Hacker News new | past | comments | ask | show | jobs | submit
Last time I checked thoroughly (roughly two years ago), AI (in the form of small ML models) mostly outperformed radiologists in areas where the gold standard is "one level" above imagining wise. By that I mean that you train a model to detect on an X-ray what would normally need a CT. Or train it to see on a non-contrast CT what would normally need contrast or an MRI, or biopsy, and so on.

Essentially the cutting edge reaches up to 99% of human performance on the task it is trained, which is good enough for triage but not for a final diagnosis. However, magic sometimes happens when you train a model to detect something, which you already know is there, on an examination that is cheaper, faster or less invasive than the human"gold standard". Conveniently, this dataset exists since it's common to first do a cheap examination like an X-ray, and then escalate if nothing is found (or if something is found that you want to see better, or a number of other possibilities).

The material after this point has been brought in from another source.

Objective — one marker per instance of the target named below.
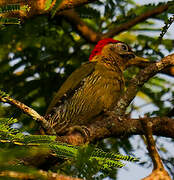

Examples of AI outperforming humans like this includes AI detecting sacral fractures on x-rays better than radiologists (who normally take a CT to conclusively exclude it), detecting potential precursors to pancreatic cancer on non-contrast CTs (where contrast or an MRI is usually required) and detecting an occluded coronary artery on an ECG without the archetypical "ST-elevation changes".

See the link below for references: https://pmc.ncbi.nlm.nih.gov/articles/PMC9478257/ https://www.nature.com/articles/s41591-023-02640-w https://rebelem.com/a-winning-hand-in-cardiology/

So AI, as a general rule, doesn't usually match or exceed the upper bound of the "gold standard" medical performance. But it tends to carry the quality of the upper bound downwards towards the faster, less expensive and invasive methods. In some cases, like in the case of EKGs, that's huge. In some cases it saves time, in some cases it decreases miss rates from tired radiologists or triages their review feed. And in some cases it's not very useful.

LLMs doesn't come close to specialized radiology models at the moment, because LLMs are more about applying knowledge than creating new correlations. Of course that's also hugely useful, but that's a bit of a different topic to unpack.